Published on 12:00 AM, December 14, 2007

Govts overlooked filing case under Int'l Crimes Act

The Criminal Investigation Department (CID), which probed an intellectual-murder case that dates back 10 years, made suggestions to the home ministry in 2001 that the government could file the case under International Crimes (Tribunals) Act 1973.
No subsequent government, however, took the initiative to that end.
Prof Farida Banu, sister of martyred intellectual Giasuddin, filed the case with Ramna Police Station on September 24, 1997 against two al-Badr cadres--Chowdhury Mainuddin and Ashrafuzzaman--for killing her brother on December 14 in 1971.
The CID submitted the final report of the case in 2001 on grounds that it was filed under "wrong" section of law.
Giasuddin was a history department lecturer at Dhaka University.
The complainant now sees no hope of getting justice as the subsequent political governments and the present caretaker administration have turned a deaf ear to the CID observations.
"The state needs to file a case in order to try and punish the accused," Farida Banu told The Daily Star yesterday.
She said she tracked the development of the case till 2001. "After the BNP assumed power, I found no reason to follow up the case," she told this paper.
Asked whether she now plans to appeal to the present government to revive the issue, Farida said Chief Adviser Fakhruddin Ahmed's remarks about the war criminals encouraged her but the law adviser's comments about a recent similar case took no time to dampen her enthusiasm.
One Fazlur Rahman filed the sedition case with Chief Metropolitan Magistrate's Court against Jamaat-e-Islami Secretary General Ali Ahsan Mohammad Mujahid, Assistant Secretary General Abdul Quader Mollah and Md Abdul Hannan, former chairman of Islami Bank.
His case statement said the three accused acted against the liberation war and carried out massacres through al-Badr, al-Shams and Razakar forces in 1971, thus committing sedition.
The CID, after long investigation into Prof Farida's case, forwarded its report to the home ministry twice, in 1998 and 2002, with the observations that the government needs to file a case under International Crimes (Tribunals) Act 1973 to ensure punishment to the killers.
It mentioned that the case is not maintainable under the existing criminal laws. Subsequent governments, however, did not make any move to file a case under the act.
CID's senior ASP and investigation officer of the case Munshi Atiqur Rahman had done intensive investigations on the basis of the case papers.
He talked to the families of martyred teachers and students of Dhaka University and other educational institutions. The investigators also watched War Crimes File, a programme aired by British broadcaster Channel 4, in the hope of getting more leads on the case.
The CID eventually named 40 persons as witnesses and submitted final report of the case.

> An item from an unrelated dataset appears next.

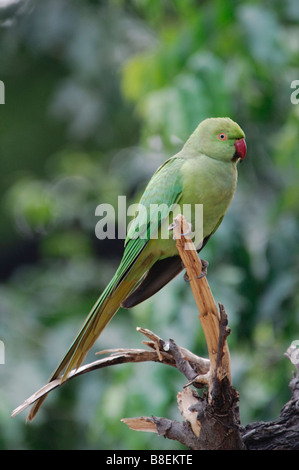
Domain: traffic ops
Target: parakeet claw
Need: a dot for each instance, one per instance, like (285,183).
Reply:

According to the case statement, al-Badr members Mainuddin and Ashrafuzzaman picked up Giasuddin Ahmed from Muhsin Hall premises, blindfolded him and whisked him in a microbus to an undisclosed location on December 14 in 1971. He never came back.
The plaintiff said she and her relatives had identified his decomposed body on January 5 in 1972.
They later came to know that Dhaka University teachers Dr Mohammad Mortaza, Dr Abul Khair, Prof Rashidul Hasan, Prof Anwar Pasha, Prof Sirajul Haq and some other teachers had been taken away in the same way.
Dr Mortoza's wife and Prof Sirajul's son could identify two of the abductors who were Chowdhury Mainuddin and Ashrafuzzaman.
Investigation officer Munshi Atiqur Rahman, who has recently retired from service, told The Daily Star yesterday that he sent in the file to the home ministry. "The file was later sent to the law ministry and I don't know what happened to it after that."
CID sources said they recommended the formation of a tribunal and investigation of the case under the International Crimes (Tribunals) Act 1973 as late Sirajul Haque, who was appointed chief prosecutor in 1972 in the case against collaborators, observed that the case should be conducted under the act and that such a case would not be effective under the existing criminal laws.
The sources also said the home ministry sent the file to the law ministry for its opinion in January 2000. It, however, never came back as the Awami League government did not give much attention to the case in the remaining 18 months of its tenure.
Nothing about the CID file could be known from the home and law ministries.
Law Adviser Barrister Mainul Hosein also told The Daily Star that he knows nothing about it.